Maximilian Brückner kommt als eigenwilliger Kommissar Kappler zwischen 2006 und 2012 in sieben Fällen zum Einsatz. Noch ein Stück verschrobener geht im Anschluss Devid Striesow als Kriminalhauptkommissar Stellbrink zu Werke. Acht Fälle lang feilen verschiedene Drehbuch-Autoren am Typus des Krimi-Kauzes, was mal mehr, meistens weniger gut gelingt, bevor der Motorrad-Fan Anfang 2019 mit "Der Pakt" seinen Helm nimmt und abtritt.

Fiction statt Facts - das ist die Devise

Im Frühjahr 2020 nun gingen mit den Kommissaren Schürk (Daniel Sträßer) Hölzer (Vladimir Burlakov) die nächsten Profis an den Start, schlugen mit "Das fleißige Lieschen" ein neues Kapitel in Sachen Saarbrücken und "Tatort" auf. Und was ntv.de-Autor Julian Vetten den beiden bereits zum Einstieg attestiert - "Ein (fast) rundum gelungener Neustart für die Saarbrücker, die unrühmllichen Stellbrink-Zeiten sind offenbar ein für allemal vorbei" - manifestiert sich nun überaus eindrucksvoll im zweiten Fall "Der Herr des Waldes".

Das Timing könnte kaum besser sein, denn nach den zahlreichen (mehrheitlich gelungenen) Gesellschaftskrimis mit erhöhtem Reality-Anteil der letzten Wochen und Monate, setzt das von Autor Hendrik Hölzemann ersonnene Ermittler-Duo dramaturgisch gesehen einen völlig anderen Schwerpunkt. Dabei fußte der Auftaktfall um den greisen Nazi-Unternehmer noch auf historischem Fundament, spätestens mit dem einfallsreich verknoteten Multi-Plot um den von Kai Wiesinger mit unübersehbarem Spaß dargestellten Psycho-Pauker verlässt Saarbrücken jedoch die Realo-Ebene. Auch das Binnenverhältnis von Schürk und Hölzer, im versuchten Totschlag von Schürks despotischem Vater schicksalhaft aneinander gekettet, ist zwar dramaturgisch gut gesättigt, könnte aber eher den Writer Rooms der Hollywood Hills entstammen, statt einer Ideenschmiede irgendwo in Deutschland.
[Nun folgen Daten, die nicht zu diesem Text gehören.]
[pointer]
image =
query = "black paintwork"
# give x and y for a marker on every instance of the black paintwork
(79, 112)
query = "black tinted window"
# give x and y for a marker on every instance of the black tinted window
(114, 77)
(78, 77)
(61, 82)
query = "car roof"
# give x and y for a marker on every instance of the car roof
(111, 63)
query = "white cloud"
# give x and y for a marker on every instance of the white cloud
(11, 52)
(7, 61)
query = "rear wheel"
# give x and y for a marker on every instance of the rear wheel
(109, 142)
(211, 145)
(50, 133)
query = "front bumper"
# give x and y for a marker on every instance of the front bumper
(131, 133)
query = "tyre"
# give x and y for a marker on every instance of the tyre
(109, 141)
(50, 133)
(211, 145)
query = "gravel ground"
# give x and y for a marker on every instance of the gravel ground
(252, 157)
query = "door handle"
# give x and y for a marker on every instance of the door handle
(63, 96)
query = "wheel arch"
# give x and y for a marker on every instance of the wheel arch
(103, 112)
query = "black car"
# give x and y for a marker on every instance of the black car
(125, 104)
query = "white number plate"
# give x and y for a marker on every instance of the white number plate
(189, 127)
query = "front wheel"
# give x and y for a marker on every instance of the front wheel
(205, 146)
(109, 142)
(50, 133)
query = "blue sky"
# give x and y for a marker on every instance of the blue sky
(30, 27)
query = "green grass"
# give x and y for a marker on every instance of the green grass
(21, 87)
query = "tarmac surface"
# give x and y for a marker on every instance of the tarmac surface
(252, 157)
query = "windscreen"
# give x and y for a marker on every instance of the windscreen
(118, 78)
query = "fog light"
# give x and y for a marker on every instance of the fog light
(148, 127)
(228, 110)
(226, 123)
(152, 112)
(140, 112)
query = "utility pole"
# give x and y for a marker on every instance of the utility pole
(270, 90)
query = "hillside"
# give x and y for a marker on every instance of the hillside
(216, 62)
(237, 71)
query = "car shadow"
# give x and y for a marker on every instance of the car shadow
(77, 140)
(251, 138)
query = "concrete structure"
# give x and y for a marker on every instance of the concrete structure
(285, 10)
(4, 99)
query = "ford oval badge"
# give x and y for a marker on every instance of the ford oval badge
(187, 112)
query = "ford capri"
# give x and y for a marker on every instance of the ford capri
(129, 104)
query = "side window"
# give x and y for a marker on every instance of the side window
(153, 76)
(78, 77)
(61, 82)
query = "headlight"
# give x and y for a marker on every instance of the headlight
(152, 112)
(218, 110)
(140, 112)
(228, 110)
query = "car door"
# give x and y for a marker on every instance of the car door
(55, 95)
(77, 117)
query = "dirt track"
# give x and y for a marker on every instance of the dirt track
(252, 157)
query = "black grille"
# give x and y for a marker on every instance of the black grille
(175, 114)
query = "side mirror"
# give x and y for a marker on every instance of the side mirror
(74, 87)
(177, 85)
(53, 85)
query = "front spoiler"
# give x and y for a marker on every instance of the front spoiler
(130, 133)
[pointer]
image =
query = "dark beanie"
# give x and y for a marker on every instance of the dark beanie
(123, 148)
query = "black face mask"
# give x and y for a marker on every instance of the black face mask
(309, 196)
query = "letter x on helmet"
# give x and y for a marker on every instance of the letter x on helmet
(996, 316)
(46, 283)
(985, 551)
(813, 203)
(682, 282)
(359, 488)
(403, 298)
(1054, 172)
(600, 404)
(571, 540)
Aber genau das ist die Qualität, die bestens in den bundesweiten "Tatort"-Themen-Mix passt: Fiction statt Facts, das ist hier die Devise, und selbige mit Lust am dicken Pinsel optisch, zudem in Sachen Suspense, sehr sehenswert umgesetzt. Die stimmungsvollen Aufnahmen des Waldes, darin das unheimliche Phantom mit Pfeil und Bogen, der Soundtrack, der überrissene Typus des Trainer-Vaters, die szenischen Details, etwa das an "Absolute Giganten" gemahnende Tischkicker-Spiel, on top die sparsam gesetzten Pointen ("Klar komme ich mit, ein Steak essen"), das hat internationale Crime-Klasse. Ein wenig noch am schauspielerischen Druck arbeiten, dem Acting etwas das chronisch Hochtourige nehmen - und Palu steht in Sachen Dauerbrennerei massive Konkurrenz ins Haus.